Les éléments de preuve produits par l’opposante afin de prouver la renommée de la marque antérieure ont déjà été énumérés ci-dessus dans la section «Preuve de l’usage».
Pour déterminer le niveau de renommée de la marque, il convient de prendre en considération tous les éléments pertinents de la cause, notamment et en particulier, la part de marché détenue par la marque, l’intensité, l’étendue géographique et la durée de son usage ainsi que l’importance des investissements réalisés par l’entreprise pour la promouvoir;
Décision sur l’opposition no B 3 115 139 page: 9de 15
Les indications de durée d’usage sont particulièrement utiles pour déterminer la longévité de la marque. Plus la marque est utilisée sur le marché, plus le nombre de consommateurs susceptibles d’y avoir été confrontés sera élevé, plus il est vraisemblable que ces consommateurs auront été confrontés à la marque plus d’une fois.
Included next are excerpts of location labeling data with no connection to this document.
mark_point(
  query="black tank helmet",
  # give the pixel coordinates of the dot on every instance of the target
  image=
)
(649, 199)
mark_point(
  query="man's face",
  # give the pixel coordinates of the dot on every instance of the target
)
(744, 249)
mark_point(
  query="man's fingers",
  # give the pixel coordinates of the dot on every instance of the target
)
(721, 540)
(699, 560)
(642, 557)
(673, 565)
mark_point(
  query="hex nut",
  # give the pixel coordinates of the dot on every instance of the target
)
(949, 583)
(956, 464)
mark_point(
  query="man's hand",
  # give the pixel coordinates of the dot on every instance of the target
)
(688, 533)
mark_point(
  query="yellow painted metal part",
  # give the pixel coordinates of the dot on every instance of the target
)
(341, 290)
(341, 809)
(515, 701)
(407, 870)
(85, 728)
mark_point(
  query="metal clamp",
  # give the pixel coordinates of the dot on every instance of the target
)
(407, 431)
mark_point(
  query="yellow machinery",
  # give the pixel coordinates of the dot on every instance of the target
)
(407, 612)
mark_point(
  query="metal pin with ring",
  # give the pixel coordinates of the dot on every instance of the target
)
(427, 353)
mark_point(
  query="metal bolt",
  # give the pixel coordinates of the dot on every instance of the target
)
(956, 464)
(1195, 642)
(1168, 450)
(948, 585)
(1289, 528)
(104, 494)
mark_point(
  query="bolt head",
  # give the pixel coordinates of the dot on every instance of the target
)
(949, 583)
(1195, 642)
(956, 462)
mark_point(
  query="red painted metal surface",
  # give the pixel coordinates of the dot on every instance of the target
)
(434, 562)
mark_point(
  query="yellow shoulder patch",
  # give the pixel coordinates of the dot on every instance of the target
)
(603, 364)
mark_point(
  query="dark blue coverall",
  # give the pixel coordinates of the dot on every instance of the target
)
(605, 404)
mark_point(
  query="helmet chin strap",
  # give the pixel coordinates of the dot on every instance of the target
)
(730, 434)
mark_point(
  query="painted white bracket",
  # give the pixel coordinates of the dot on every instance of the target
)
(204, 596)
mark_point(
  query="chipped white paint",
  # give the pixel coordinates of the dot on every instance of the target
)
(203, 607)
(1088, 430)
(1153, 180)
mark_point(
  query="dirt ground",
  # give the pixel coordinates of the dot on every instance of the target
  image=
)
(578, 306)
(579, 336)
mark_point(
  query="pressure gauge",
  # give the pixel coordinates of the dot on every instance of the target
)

Par exemple, une présence sur le marché de 45, 50 ou plus de 100 ans est considérée comme un indice sérieux de renommée (29/03/2012, T-369/10, Beatle, EU:T:2012:177, § 36).
En l’espèce, les preuves produites démontrent que le premier parfum «ANGEL» a été introduit sur le marché en 1992 (voir annexe 1). Cela démontre une longue durée d’usage et démontre donc que la marque antérieure a été utilisée pendant une longue période.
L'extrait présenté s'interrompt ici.